The Christian name Abram has been passed down the Yeudall line over several generations, and the name Abram Yeudall still lives on today. The correct form appears to be Abram, but there have been a number of occasions over the generations on which it has been recorded as Abraham. The Biblical significance of these two names is that the name of the Patriarch was originally Abram, but it was later modified by God to Abraham, at the time of the making of the covenant:

'Neither shall thy name any more be called Abram, but thy name shall be Abraham; for a father of many nations have I made thee.' (Genesis chapter 17, verse 5)
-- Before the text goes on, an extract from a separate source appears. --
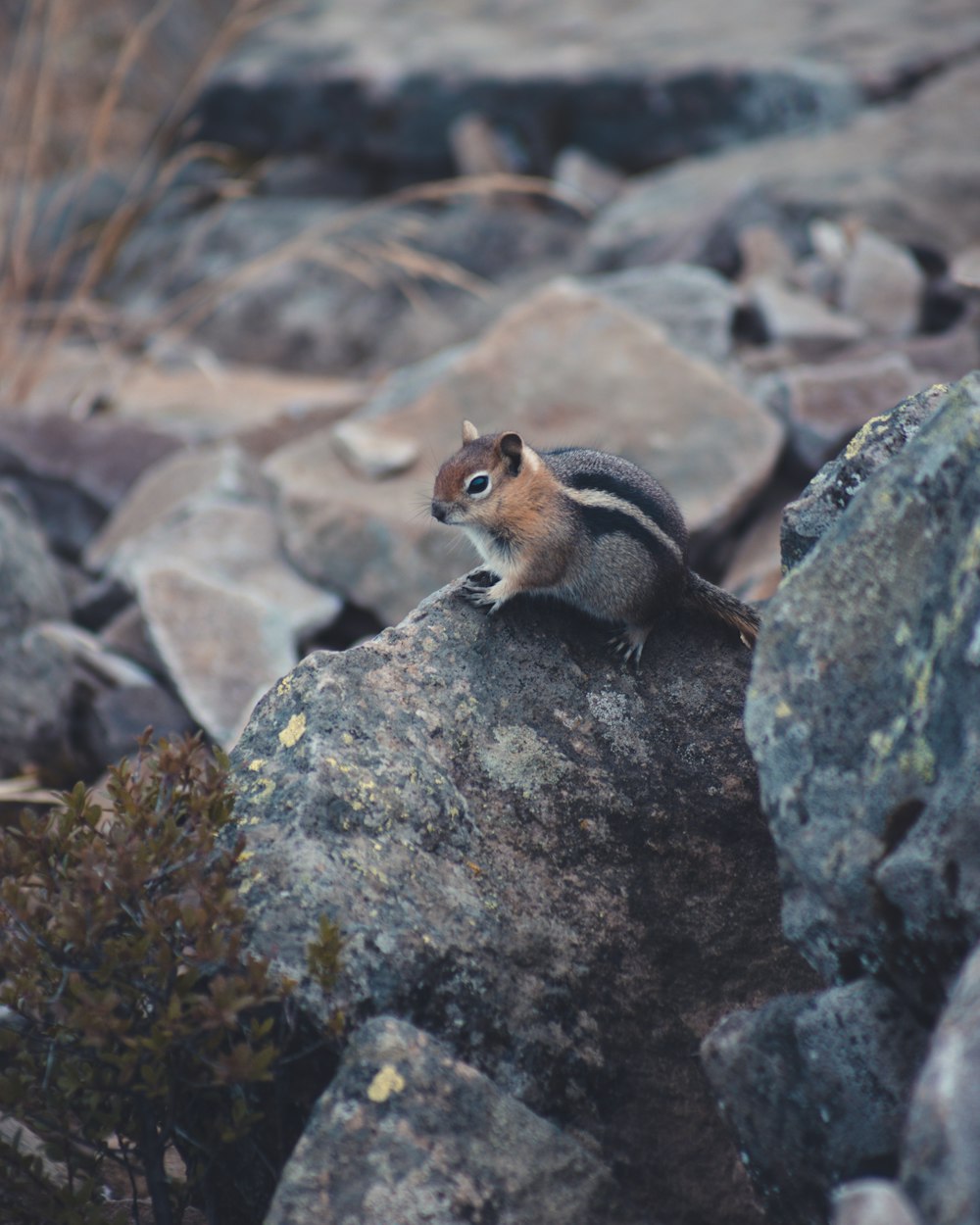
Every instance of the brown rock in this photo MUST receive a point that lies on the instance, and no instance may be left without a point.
(823, 406)
(800, 319)
(407, 1133)
(882, 285)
Since Abram or Abraham Yewdall, the soldier who apparently came to Ayrshire from Yorkshire, was the progenitor of the numerous Yeudall descendents in Scotland, and of their descendents beyond the seas in Australia, New Zealand, Canada, Kenya, England, the United States and elsewhere, he has certainly lived up to the name of his Old Testament predecessor.

Abram Yewdall's great-great-great-granddaughter Grace Howie Yeudall of Galston, born 1893, is recalled by her granddaughter as having suggested that her Yeudall forebears had been Jewish. Grace's belief was probably prompted by Abram's Old Testament forename, taken together with his unusual surname, but a far better theory is that the line's origins lay in Yorkshire, and before that, back in the mists of time, in Cumberland.